6.6 Pulvérisation de masse et prestataires de services
Au Ghana, les campagnes de pulvérisation de masse coordonnées par le gouvernement (CODAPEC) depuis les années 1950, qui comprenaient la fourniture de matériel et la formation des opérateurs de pulvérisation, ont longtemps été considérées comme le meilleur moyen d’application sûre et efficace d’insecticides contre les mirides du cacao. Cependant, cette approche a suscité des préoccupations techniques et il a été suggéré que la pulvérisation de masse n’a pas contribué à améliorer les revenus des cacaoculteurs [1]. Les priorités opérationnelles ont encouragé les pulvérisations saisonnières (généralement d’août à décembre en Afrique de l’Ouest) plutôt que l’utilisation de « seuils d’intervention » pour les populations de mirides, compatibles avec la LAI (voir le chapitre 7). On s’inquiète depuis longtemps du fait que les « recommandations de 1950 sur le calendrier d’application des insecticides doivent être révisées » [2].

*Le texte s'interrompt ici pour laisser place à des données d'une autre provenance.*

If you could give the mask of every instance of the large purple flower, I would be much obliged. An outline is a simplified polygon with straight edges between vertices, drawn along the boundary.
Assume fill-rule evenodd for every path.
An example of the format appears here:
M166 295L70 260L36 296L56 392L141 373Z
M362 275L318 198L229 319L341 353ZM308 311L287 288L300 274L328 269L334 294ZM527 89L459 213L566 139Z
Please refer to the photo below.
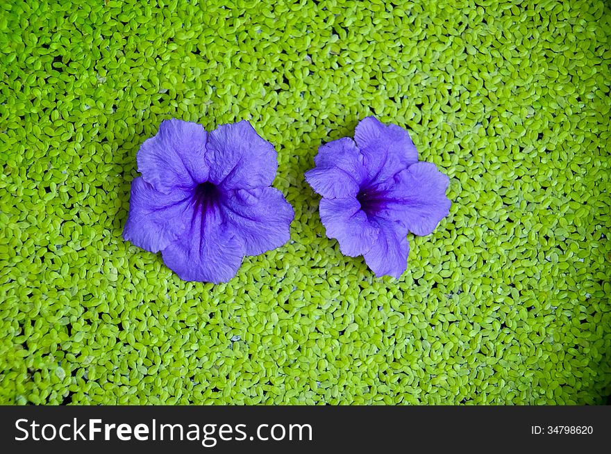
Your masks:
M270 187L276 151L247 121L207 133L166 120L137 154L123 237L151 252L185 281L226 282L244 255L290 238L293 209Z
M408 232L428 235L449 213L449 179L435 164L418 162L399 126L367 117L354 138L320 147L306 179L323 197L321 220L342 253L363 255L376 275L399 278L407 267Z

En lieu et place de ces campagnes à grande échelle, d’une part, et des efforts des exploitants individuels d’autre part, le concept des prestataires de services de pulvérisation (SSP, pour Spray Service Providers) consiste à fournir une plus grande expertise via la formation et la coopération, par exemple au niveau du district. Ce projet lancé et financé par la Fondation mondiale du cacao et CropLife International s’adresse aux cacaoculteurs en Côte d’Ivoire, au Ghana, au Nigéria et au Cameroun. Un SSP est généralement un exploitant qui a reçu une formation spéciale pour appliquer des pesticides et qui loue ses services à d’autres exploitants pour traiter leurs cultures. CropLife explique que « l’objectif du réseau SSP est de s’assurer que les pesticides ne sont manipulés que par des personnes formées ; de réduire les risques pour la santé humaine et l’environnement ; de s’assurer que les bons pesticides sont utilisés selon une posologie adéquate pour un contrôle efficace des parasites et une augmentation des rendements ; de planifier l’achat de pesticides et d’éviter l’accumulation de stocks obsolètes ; et d’éliminer en toute sécurité les récipients usagés » [3].